The Wild Swans by Peg Kerr

The Wild Swans by Peg Kerr

Author:Peg Kerr
Language: eng
Format: mobi, epub, azw3
Published: 2012-01-14T05:48:16+00:00


Chapter Fourteen

[The swan] looks in the mirror over and over

And claims to have never heard of Pavlova.

—OGDEN NASH, “THE SWAN”

Elias and Sean didn’t go back to the baths together. They didn’t talk about the experience, either.

Sean continued to go, sometimes at Elias’s suggestion. But whenever Sean asked Elias whether he’d like to come along, too,. Elias would smile brilliantly and offer some excuse: “I just came from there,” or

“Nan, hard day at work today. Thought I’d just sack out tonight.” When he finally resorted to “Sorry, I have to wash my hair,” Sean got the hint and didn’t ask again. Sean continued to trick with others, but, by unspoken agreement, he never brought other men home.

There were several subjects they avoided discussing, Elias realized when he thought about it. It wasn’t that they didn’t have plenty of animated conversations. They could sit for hours in the garden of Yaffa Cafe, eating noodles and talking about Sean’s next article, or the books they’d picked up in an afternoon’s browsing at the Strand. They went to the Gray Art Gallery and analyzed composition and lighting in the photographic displays. They mapped out an itinerary for the world tour Sean always said he would take someday. (“Do you realize no one’s ever really bothered to take Irish music to the people of Java? Or Morocco, or Papua New Guinea? Not to mention the penguins of Antarctica. I think this is a terrible oversight.”)

But they didn’t talk about what had happened at the baths, or about how Sean sometimes went out at night and came back four or five hours later, without any explanation. Elias wondered if he went other places for sex besides the baths. Movie theaters? The parks? Back rooms in the bars? He didn’t know, and he couldn’t ask.

He thought a lot about it, as the icy grip of winter receded and spring began stealing over the city. The grass turned green in Central Park, and a fine green mist appeared on the trees. Elias sat on his favorite bench, watching the swans swimming and the endless motley parade of people passing by. He pondered the way silences could stake themselves out between two people, even two people who loved each other. His mother and father, for example, had let the silences grow so large and malignant that surely they were more bound together by the walls between them than by anything else.

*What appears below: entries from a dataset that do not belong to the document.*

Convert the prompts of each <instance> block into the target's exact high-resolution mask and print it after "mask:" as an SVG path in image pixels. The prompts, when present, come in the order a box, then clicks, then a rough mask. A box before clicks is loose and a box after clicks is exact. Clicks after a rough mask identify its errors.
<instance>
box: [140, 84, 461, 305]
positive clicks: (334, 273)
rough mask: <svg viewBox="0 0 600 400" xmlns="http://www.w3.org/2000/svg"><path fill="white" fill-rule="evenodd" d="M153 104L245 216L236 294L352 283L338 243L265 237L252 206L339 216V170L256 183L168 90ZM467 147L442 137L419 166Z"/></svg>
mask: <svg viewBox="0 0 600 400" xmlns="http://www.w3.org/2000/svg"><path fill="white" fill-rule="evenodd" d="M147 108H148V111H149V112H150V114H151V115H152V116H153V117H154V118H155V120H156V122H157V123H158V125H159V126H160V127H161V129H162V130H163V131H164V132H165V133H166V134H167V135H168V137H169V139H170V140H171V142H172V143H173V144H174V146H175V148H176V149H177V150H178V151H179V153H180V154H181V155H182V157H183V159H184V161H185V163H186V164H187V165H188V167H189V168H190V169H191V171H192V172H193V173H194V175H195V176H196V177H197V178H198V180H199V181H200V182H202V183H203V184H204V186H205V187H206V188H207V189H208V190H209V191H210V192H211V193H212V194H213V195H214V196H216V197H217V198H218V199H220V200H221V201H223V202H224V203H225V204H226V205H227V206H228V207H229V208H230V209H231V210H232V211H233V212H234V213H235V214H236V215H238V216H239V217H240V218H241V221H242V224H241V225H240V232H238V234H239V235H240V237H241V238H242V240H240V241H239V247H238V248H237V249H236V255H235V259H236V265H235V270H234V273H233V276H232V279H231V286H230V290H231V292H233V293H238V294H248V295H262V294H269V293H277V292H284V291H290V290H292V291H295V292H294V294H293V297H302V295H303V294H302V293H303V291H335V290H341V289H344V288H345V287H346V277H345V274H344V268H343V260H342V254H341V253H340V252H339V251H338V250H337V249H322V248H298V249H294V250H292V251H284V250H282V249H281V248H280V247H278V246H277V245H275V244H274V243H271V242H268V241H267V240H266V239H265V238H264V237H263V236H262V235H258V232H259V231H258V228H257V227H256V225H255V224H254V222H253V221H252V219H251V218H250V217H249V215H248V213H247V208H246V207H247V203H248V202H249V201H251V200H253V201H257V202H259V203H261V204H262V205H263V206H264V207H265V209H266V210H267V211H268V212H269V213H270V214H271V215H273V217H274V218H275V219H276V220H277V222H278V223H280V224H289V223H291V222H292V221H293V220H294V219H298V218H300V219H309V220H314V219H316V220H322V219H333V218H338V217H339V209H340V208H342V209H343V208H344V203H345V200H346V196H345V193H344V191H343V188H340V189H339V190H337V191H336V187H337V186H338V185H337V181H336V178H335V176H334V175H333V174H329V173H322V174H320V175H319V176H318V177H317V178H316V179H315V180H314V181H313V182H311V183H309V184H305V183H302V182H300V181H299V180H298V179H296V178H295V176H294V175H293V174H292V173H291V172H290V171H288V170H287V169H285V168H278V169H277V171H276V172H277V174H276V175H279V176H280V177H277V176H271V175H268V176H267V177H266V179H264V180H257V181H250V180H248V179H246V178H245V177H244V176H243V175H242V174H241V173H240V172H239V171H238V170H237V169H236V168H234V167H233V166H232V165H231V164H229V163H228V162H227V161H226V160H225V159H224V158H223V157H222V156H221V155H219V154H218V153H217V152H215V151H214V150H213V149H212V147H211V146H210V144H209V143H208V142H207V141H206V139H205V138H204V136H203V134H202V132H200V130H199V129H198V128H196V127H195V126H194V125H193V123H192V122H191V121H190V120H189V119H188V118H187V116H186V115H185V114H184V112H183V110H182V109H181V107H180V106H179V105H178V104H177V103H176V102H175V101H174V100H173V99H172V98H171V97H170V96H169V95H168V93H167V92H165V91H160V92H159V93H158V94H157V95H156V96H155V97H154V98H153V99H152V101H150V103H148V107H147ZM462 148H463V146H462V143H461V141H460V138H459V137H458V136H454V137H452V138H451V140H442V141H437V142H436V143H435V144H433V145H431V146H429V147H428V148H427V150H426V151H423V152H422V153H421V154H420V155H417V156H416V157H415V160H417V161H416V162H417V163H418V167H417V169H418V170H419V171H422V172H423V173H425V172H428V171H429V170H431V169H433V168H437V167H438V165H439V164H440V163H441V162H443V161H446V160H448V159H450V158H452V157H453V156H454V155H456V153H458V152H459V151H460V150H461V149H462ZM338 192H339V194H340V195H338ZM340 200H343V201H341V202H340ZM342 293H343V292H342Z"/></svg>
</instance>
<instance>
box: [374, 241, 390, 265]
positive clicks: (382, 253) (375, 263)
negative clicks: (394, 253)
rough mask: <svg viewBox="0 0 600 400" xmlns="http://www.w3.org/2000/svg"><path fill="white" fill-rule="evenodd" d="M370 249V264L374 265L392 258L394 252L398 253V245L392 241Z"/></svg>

The silences became dead places, no-man’s-land where nothing grew. The thought that he and Sean might end up imitating his parents’ marriage frightened him.

A picture could be worth a thousand words, he remembered. Sean had given him a Pentax K1000

camera as a gift over the winter holiday. A solstice gift, Sean said; Sean didn’t celebrate Christmas. Elias had been experimenting with the camera ever since, taking pictures of Sean, the street in front of the apartment, the swans in the park. As spring turned into summer, he began playing with the prints of Sean in the darkroom after work, studying the moments without words between the two of them.